One also might expect that a claim of a conflict-of-interest would make a settlement more likely, Anderson said.

“It might change the calculation for the defendants as to whether it’s worth pursuing a case to the very last yard – or whether it makes more sense to just pay off the plaintiff to make the case go away,” he said.

And, in fact, the article found that disability cases, in which conflict of interest claims were more common, were more likely to settle than other types of cases. But across all categories of benefits cases, those with claims of a conflict of interest were actually less likely to settle. The reasons for that are not clear, Anderson said.

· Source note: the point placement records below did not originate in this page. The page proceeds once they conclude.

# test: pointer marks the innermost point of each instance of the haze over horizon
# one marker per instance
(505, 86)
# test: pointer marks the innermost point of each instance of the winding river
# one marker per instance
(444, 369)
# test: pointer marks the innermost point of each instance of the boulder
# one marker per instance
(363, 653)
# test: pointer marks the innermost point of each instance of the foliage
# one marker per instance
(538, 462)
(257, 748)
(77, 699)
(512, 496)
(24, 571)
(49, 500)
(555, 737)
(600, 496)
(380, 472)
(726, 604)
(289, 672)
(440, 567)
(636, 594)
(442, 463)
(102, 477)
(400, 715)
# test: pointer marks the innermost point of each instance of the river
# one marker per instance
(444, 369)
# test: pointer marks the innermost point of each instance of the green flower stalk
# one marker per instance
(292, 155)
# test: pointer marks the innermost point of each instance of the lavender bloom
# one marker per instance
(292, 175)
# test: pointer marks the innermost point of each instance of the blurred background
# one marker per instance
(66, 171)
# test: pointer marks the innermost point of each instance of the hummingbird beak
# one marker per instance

He also believes an alternative to litigation that is available for most health care benefit claims could be applied to disability claims as well. Under either state law or the federal Affordable Care Act, most health plan participants whose claims are denied, instead of going to court, can choose to have an independent doctor who doesn’t work for the employer or the insurance company decide whether they’re entitled to the benefits.

“Because most disability claims, like health care claims, involve medical evidence, review by independent experts might be a desirable approach for disability benefits, too,” Anderson said. “It would seem that that type of situation would lend itself well to independent review, so then we wouldn’t have federal judges with no medical expertise reviewing decisions about whether or not someone meets the definition of disability.”